“Even the night is taking her time, officer,” she say.
Standing in a dark corner is the headwoman, who shake her head at Sogolon when she try to move from the door. The guard remove his armor and undergarment. The princess already ready when he climb on the bed. He is unsure for sure. A princess is not a woman, he must be thinking. The princess pull him to the bed, his back down, then straddle him as if on top of a mule and ride. Sogolon watch the princess controlling how fast he stroke, what he can touch and what he cannot, how far up in her she allow, and who get to cry out. Olu’s words return to her right there, that restoration will come soon.
* * *
—
Is a long time since it happen, but Sogolon catch herself looking at herself. It happen when over by the princess’s bedroom window she learn of glass. Truth, she never even know of such a thing before she try to push her hand through the window to feel rain and nearly break a finger. Glass, like amber that trap the fly, but the same color as air. She tap it, rub along the iron frame holding it, and at one time, lick it. By day she watch outside as the ladies of the bedchamber ready the princess. By night, when lamps bring more light inside than out, she look at the glass and see herself. Sogolon pull back, for what she see is a boy. The tunic with a strap around the waist, the little knife, the hair that grow up and out, but never down. She think to ask if the princess is bringing her up as a boy, but know she will say she is not bringing her up. Right now the ladies of the bedchamber are washing the princess in another room. What are you, her pet? say a voice she don’t recognize. The voice ask again, and again, and again until she realize it is Middle Brother. The thought make her jump. She dart left and right, looking up and down for him. But there is no way a man like him would ever find himself in any royal bedchamber. That fact make her look at her life in the quick, at how none of it make any sense. But maybe her path to here leave a trail for her brothers, maybe dead Miss Azora, maybe spirits of the unpeaceful dead. Boys who can slice a skin open with fingers, boys with two arms for legs, and girls who turn to dust. A boy black like a night spider, with the legs as well. But she is just a girl, just a girl who neither ask for nor want notice. Now she at court and feel safe in the eyes of the princess, but unsafe everywhere else. The prince will demand that they send her to his court again. She is sure of it. And the twins will again ask for her head, or with the help of the Sangomin just snatch it.
“Now we wait for the day of no moonblood,” the headwoman say when Sogolon ask what they are doing.
“You know what I mean,” Sogolon say.
“But you don’t hear what I mean. Her reasons be her own, but she let you into her inner room and I don’t mean a place. It mean now you see more and talk less.”
“Why me?”
“You asking royal blood to explain their ways? If it was up to me I wouldn’t pick you.”
“I not a problem to you.”
“You not a thing to anyone. I hear say you are a foundling. Everybody here have something to lose, but what you have?”

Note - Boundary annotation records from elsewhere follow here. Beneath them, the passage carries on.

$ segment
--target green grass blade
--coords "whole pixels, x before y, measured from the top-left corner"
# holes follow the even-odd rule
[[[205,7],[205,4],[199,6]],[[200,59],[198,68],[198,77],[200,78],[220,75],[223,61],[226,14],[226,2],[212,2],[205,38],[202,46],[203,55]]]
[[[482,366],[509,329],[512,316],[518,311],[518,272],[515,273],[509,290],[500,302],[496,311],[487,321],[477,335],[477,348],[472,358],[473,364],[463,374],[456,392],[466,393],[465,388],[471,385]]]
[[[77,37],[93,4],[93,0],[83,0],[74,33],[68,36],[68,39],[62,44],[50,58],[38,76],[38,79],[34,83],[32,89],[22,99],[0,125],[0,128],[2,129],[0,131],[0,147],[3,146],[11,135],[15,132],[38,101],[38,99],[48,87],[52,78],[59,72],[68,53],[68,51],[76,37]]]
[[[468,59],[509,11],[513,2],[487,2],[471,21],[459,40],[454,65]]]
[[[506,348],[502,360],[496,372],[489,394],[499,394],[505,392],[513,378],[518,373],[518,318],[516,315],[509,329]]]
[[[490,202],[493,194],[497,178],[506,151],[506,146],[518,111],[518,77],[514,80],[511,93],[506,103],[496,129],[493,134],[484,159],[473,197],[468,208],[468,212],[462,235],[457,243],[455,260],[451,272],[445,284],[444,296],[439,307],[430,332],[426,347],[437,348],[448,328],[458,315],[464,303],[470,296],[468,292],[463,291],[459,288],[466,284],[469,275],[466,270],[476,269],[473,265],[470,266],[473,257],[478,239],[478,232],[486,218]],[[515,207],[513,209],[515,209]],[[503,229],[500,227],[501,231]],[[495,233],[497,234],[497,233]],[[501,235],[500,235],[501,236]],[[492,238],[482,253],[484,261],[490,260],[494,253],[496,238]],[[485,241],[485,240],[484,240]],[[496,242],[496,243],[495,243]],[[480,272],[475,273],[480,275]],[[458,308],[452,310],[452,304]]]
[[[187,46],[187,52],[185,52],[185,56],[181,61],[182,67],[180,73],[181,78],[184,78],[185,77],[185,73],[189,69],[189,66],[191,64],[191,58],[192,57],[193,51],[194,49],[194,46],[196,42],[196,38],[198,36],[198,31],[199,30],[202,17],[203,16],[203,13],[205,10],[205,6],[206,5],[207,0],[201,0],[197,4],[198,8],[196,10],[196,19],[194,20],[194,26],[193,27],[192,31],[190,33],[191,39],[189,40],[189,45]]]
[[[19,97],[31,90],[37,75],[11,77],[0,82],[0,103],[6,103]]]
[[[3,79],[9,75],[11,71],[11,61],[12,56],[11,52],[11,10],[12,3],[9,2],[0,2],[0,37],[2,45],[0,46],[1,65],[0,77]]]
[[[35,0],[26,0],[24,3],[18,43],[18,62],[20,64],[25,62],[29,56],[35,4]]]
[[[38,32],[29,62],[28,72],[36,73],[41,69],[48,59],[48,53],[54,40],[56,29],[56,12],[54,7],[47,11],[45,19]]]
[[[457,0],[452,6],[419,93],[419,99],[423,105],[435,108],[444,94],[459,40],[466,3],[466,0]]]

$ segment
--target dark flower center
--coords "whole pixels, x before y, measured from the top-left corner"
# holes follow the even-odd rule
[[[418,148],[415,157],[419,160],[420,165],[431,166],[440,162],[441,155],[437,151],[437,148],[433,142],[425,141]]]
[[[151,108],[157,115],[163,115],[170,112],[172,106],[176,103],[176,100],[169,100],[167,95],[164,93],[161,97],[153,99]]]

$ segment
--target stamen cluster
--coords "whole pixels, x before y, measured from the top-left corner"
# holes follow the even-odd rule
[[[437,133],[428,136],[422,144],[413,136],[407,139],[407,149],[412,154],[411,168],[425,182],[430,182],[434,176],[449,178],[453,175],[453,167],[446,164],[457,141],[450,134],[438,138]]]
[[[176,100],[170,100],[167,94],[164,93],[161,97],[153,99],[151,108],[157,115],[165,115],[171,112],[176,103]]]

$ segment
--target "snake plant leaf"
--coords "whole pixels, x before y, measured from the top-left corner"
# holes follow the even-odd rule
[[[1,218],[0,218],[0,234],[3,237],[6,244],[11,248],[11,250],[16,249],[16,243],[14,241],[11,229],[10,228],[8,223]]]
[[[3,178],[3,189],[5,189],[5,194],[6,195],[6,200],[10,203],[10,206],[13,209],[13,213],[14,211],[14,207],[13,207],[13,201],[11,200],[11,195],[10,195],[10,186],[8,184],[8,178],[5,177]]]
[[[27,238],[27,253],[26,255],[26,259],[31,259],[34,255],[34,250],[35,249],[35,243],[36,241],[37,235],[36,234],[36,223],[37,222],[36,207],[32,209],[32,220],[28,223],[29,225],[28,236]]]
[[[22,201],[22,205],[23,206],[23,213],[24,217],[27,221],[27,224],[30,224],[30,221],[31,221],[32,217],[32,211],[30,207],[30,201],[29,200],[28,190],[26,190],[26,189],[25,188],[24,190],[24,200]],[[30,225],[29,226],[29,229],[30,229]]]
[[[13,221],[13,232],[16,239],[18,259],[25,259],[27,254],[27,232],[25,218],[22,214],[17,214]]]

“I wouldn’t pick me, either.”
“Her Highness possess wisdom from the gods. God wisdom sound like folly to many. But make me repeat it, lest you let your head take you somewhere foolish. You are a woman of the bedchamber now. It mean we be the ones who see more and talk less. If the seed don’t take, we do this again. What any of this mean is not for you to think, much less say.”
But talk is all the princess want her to do. Princess Emini ask Sogolon her opinion of other ladies of the court, whether Mitu is a land of river people or lake people, and what certain guards look like with all their clothes off. She laugh at the shock coming over Sogolon face when she ask how she figure general this or commander that fuck. Other times, the princess ask a question that need a long answer, such as why you think you are born as woman in this age and not another, not to hear the answer, for Sogolon take too long and make her yawn twice, but to hear her Mitu bush girl voice and giggle. “You are a puzzle, Sogolon. In your face there is nothing you have not seen, and nothing that you have. Teach me, girl. Teach me how to be one year old, and one hundred at the same time,” Emini say. Another time, in the middle of an audience with the people, she grab Sogolon by the arm and whisper, “Nobody raised you. That means nobody can fool you.”
A quartermoon later and in the quick, the King die. Pass on to the ancestors silent, like an afterthought.
EIGHT
Sogolon do the work of forgetting Keme so well that she don’t recognize him passing right by her in the funeral procession until near one hundred soldiers also pass. By then he is gone too far, and she is nodding at man who don’t nod back. Kwash Kagar when he die become an ancestor, for there is no such person as a dead king. Nor do he return to his name before kingship, for that is lost to all but the griots, and most griots now in hiding, for it is said that they are in league with witches. Only Alaya, from the floating district, dare to show his face in the streets, singing truth until somebody send a stone straight to the side of his head to shut him up, and others come after him with sticks to drive him from the street. Nobody like the songs he is singing, about age, and disease, and weakness, and death. But nobody want to say what everybody thinking nonetheless. That whatever lead to the King’s death, even if it is disease, or the call of the ancestors, evil is going on. So they call him Ancestor Kagar and hope that when he reach the final house, those long gone recognize his name.